Wygląda na to, że Bayern Monachium może wkrótce ogłosić kolejneprzedłużenie kontraktu. Według informacji “Sky”, Leroy Sane jest bliski podpisania nowej umowy, która obowiązywać ma do 2028 roku. Skrzydłowy ma złożyć podpis już w przyszłym tygodniu – jeśli nic nie stanie na przeszkodzie.
Sane od dawna deklarował, że chce kontynuować karierę w Monachium. Choć “BILD” już wcześniej informował o osiągnięciu porozumienia, to dyrektor sportowy Bayernu Max Eberl po meczu z Mainz (3-0) tonował nastroje. Teraz jednak wszystko wskazuje na to, że sprawa jest na ostatniej prostej.
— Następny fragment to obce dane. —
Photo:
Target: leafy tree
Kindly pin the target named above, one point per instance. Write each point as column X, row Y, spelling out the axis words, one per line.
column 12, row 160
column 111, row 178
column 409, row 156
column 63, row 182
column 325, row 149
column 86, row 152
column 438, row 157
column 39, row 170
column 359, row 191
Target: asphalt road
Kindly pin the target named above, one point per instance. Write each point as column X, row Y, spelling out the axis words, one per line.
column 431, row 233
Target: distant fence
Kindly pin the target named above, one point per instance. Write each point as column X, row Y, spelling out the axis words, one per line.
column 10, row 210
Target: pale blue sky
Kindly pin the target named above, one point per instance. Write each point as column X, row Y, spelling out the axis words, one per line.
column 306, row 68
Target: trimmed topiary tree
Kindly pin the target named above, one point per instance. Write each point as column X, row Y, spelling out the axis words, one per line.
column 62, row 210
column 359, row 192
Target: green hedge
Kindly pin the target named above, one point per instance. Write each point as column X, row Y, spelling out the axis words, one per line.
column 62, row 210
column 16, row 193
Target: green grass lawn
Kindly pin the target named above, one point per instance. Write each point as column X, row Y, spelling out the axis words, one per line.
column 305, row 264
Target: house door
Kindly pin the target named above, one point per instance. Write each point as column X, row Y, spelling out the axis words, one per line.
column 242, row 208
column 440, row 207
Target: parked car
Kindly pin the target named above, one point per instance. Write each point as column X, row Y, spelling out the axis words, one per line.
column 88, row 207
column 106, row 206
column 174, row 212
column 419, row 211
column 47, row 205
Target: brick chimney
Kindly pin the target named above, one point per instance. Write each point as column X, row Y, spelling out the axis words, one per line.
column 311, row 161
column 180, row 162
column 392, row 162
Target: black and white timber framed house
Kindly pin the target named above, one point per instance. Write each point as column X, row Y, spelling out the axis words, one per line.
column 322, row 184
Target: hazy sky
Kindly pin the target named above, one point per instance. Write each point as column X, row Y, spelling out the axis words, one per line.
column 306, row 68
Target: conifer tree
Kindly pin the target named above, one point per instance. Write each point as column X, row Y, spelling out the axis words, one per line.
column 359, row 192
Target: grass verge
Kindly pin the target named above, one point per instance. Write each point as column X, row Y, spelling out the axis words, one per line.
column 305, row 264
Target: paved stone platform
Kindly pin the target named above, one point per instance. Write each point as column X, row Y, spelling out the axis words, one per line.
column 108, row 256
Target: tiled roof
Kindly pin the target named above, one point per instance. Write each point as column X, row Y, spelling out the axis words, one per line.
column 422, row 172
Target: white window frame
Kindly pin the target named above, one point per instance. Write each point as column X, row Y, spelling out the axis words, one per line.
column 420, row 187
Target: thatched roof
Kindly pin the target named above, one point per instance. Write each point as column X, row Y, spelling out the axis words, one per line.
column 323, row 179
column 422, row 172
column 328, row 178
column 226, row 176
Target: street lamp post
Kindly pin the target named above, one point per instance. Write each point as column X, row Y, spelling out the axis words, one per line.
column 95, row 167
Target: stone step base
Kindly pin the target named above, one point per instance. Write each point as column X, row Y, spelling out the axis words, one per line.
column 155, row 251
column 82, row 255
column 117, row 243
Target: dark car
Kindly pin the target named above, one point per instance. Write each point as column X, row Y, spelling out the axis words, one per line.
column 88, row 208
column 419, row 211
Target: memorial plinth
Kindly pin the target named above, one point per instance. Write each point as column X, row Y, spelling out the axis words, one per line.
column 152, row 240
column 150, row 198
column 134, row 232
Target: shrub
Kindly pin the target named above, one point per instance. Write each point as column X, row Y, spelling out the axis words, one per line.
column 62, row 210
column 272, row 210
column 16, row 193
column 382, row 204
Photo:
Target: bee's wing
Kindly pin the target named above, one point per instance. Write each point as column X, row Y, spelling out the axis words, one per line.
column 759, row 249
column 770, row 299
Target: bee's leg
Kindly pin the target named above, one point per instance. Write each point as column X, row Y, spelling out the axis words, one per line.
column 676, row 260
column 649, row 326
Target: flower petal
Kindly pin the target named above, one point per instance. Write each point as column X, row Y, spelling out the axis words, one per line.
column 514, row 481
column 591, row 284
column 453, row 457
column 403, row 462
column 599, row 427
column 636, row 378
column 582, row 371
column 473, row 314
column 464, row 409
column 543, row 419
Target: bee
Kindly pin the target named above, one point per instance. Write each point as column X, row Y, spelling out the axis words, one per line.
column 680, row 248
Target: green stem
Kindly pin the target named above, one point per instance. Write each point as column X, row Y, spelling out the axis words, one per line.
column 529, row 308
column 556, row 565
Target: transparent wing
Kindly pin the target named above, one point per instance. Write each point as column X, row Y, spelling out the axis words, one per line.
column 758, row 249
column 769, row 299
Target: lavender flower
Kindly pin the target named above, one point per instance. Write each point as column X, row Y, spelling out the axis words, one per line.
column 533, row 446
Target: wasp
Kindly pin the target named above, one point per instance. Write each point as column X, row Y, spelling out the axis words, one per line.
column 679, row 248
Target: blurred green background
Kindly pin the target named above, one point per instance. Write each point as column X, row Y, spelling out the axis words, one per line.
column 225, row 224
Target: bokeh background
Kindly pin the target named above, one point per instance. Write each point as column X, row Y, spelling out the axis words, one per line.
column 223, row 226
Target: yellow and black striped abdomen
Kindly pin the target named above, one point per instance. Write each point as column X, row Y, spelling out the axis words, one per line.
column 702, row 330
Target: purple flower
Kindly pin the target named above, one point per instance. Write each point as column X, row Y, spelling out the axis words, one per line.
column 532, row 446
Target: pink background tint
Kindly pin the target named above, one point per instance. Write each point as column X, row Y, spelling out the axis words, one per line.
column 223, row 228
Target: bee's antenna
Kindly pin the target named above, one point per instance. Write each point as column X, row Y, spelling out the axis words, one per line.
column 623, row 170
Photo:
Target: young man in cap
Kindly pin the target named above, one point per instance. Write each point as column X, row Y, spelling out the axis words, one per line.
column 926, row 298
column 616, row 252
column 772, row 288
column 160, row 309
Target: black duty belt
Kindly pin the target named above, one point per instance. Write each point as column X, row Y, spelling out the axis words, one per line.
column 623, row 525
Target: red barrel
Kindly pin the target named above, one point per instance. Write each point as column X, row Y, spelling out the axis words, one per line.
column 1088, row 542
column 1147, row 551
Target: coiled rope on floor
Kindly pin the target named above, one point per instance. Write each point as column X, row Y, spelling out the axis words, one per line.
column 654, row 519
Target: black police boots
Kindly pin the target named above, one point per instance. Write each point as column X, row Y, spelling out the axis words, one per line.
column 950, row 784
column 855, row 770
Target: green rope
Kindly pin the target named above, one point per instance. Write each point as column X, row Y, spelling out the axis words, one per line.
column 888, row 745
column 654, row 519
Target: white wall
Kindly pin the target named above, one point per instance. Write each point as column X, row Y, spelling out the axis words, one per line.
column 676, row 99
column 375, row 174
Co ciekawe, według Sky, Sane odrzucił kilka bardzo atrakcyjnych ofert, w tym propozycję z Arabii Saudyjskiej. Władze Al-Ittihad mieli proponować skrzydłowemu FCB aż 100 milionów euro netto za 4 lata gry. Zainteresowanie wykazywał też Arsenal, ale 28-latek wybrał pozostanie na Allianz Arenie.
Jeszcze większe wrażenie robi fakt, że Sane zgodził się na obniżkę wynagrodzenia. Dla sterników Bayernu, z Maxem Eberlem i Christophem Freundem na czele, przedłużenie umowy z reprezentantem Niemiec było jednym z głównych celów na ten rok.
Także Vincent Kompany jasno dawał do zrozumienia, że Sane odgrywa kluczową rolę w jego planach.